I am reading a beautiful book now, by Wendell Berry, called Hannah Coulter. Hannah, the narrator, says, “I need to tell about my people in their grief. I don’t think grief is something they get over or get away from. In a little community like this it is around us and in us all the time, and we know it. We know that every night, war or no war, there are people lying awake grieving, and every morning there are people waking up to absences that never will be filled. But we shut our mouths and go ahead. How we are is “Fine.” There are always a few who will recite their complaints, but the proper answer to “How are you?” is “Fine.” The thing you have most dreaded has happened at last. The worst thing you might have expected has happened, and you didn’t expect it.”

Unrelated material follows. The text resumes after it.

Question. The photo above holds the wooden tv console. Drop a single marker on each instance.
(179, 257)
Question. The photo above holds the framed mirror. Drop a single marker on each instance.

And so here we are, 2021. Technical difficulties, weather issues, supply chain dilemmas; and we are isolated, apart from loved ones, unemployed, perhaps hungry. We reach out with assistance when we can; zip into a bit of Zoom and call one another on the phone. Somehow we stay connected with those we love and care about, and in caring about ourselves, we remember to put our own oxygen mask on first, so that breathing, and taking time to nurture ourselves we can help others, with kindness and gentleness of spirit. Let’s go forth now into the day remembering we are probably a lot healthier mentally than we think. Let’s remember to breathe and have some fun. Where on earth is that old dusty trumpet? Let’s have a blast, chilly winter that it is.


With thanks to potter and hiking buddy, Debbie Stewart for the book, Hannah Coulter by Wendell Berry, and to Jackie Stone for Jaber Crow, also by Wendell Berry.